Thirty minutes later we did a few more practice runs.
Thirty minutes after that we did a few more. The show was running late–about two hours late altogether.
The other dog handlers and I agreed in retrospect that this delay was not bad. It gave the dogs time to stop, look, and listen. Animals that had been squirmy and restless were settled down happily, either on owners’ laps or at owners’ sides. Dogs are situational. They are most comfortable when they are in situations they have been in before. This situation, odd as it was, was becoming familiar.
As usual in a production, when they call you, no matter how long the wait, you’re never quite ready. We all rushed to the holding area directly backstage, and I realized that my stomach was churning. This was the part I had been dreading. We had been given a choice: walk our own dogs or let a model walk our dogs.

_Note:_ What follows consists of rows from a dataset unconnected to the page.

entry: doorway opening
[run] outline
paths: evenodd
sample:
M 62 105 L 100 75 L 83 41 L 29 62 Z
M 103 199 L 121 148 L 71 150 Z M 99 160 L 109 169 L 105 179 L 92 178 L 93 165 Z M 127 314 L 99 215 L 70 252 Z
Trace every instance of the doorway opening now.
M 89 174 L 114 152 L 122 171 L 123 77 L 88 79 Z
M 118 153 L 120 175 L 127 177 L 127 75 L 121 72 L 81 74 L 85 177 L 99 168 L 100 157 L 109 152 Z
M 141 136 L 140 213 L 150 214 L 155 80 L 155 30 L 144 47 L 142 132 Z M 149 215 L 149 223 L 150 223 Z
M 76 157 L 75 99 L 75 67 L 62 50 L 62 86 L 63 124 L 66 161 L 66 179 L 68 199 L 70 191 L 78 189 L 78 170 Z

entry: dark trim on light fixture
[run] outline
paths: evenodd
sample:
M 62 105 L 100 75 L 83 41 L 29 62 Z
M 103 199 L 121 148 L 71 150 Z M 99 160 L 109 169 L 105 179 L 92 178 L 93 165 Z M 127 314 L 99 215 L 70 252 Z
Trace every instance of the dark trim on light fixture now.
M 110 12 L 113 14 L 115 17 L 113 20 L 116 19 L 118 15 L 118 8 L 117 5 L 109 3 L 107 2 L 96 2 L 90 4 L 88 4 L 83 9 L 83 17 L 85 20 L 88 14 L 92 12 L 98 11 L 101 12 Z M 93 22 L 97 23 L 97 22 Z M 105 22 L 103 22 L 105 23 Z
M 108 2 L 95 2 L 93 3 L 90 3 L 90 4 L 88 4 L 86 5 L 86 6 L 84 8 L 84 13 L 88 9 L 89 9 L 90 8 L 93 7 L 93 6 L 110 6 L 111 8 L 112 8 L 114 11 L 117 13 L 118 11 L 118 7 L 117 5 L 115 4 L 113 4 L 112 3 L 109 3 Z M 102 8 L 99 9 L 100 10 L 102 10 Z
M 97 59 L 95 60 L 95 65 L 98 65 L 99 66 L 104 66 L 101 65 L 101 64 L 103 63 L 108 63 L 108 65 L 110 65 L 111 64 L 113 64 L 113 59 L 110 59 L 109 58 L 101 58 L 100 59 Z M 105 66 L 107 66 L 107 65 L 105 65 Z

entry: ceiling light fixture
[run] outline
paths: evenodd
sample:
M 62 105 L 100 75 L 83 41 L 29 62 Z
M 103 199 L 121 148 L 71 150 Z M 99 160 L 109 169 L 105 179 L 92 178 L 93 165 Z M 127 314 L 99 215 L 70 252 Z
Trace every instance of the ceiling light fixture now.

It would be much more effective if the professionals did their jobs. I had opted to let a model walk Luna. I realized in those few minutes before we were to go on that nobody else had ever walked Luna before. Not on a stage.
What had I been thinking?
It was too late to change now. We were suddenly surrounded by a group of young beauties, excited and eager to help the rescue dogs. The first one came to me, smiling and reaching for Luna, and I intercepted, and asked, “Do you have a dog?” She said no. I told her this one was too much for her.
The next model in line had heard the question and told me she did have dogs. In fact, she had three. Okay. There are some possibilities here. I reset Luna’s collar in the correct position for showing off her best attributes and said, “This is how you hold a show lead. You’ve seen Westminster on TV, correct?”
Her response – No.”
Me (incredulous) – “You’ve never seen a dog show on TV?”
Response – “No.”
Oh my. Summoning everything I have been told from all of my mentors and stuffing it into about 30 seconds, I showed her exactly where to put the serpentine show collar, high and just behind the ears where it would allow the model’s hand full communication with Luna in that sensitive area at just the flick of a wrist.
I showed her exactly how to give a very subtle tug –“no more than a flick of a fingernail”–if Luna dropped her head.
And then I ran. I glimpsed over my shoulder just once to see Luna peering through the crowd, trying to figure out where her dependable person had just taken off to and why she was with a stranger.
Meanwhile, I’m fighting back waves of panic. I had just handed my baby to a total stranger, a novice in dog show walking, in a room full of strangers, in downtown Greenville. What if Luna bolted? What if she pooped on the stage? What if, what if, what if?
You know what? All my stage-mother-worrying was for absolutely nothing. That lovely young model may not know dogs as well as I do, but she knows her own craft and, because she was confident in her ability to show herself well on a runway, Luna picked up on that and she showed herself well too. Dog people know that you communicate your feelings down the leash. Luna’s model communicated to her how great they both looked and Luna felt it and responded.
Waiting in the wings, I smiled when the crowd went crazy when Luna took the stage. In my opinion, she was the best model there. I was waiting just offstage where the models were exiting. Luna saw me and took the steps two at a time, then bounced into my arms which were open wide. She had done it, her first walk without me, but now it was time to reunite.
I don’t know who was happier to see who.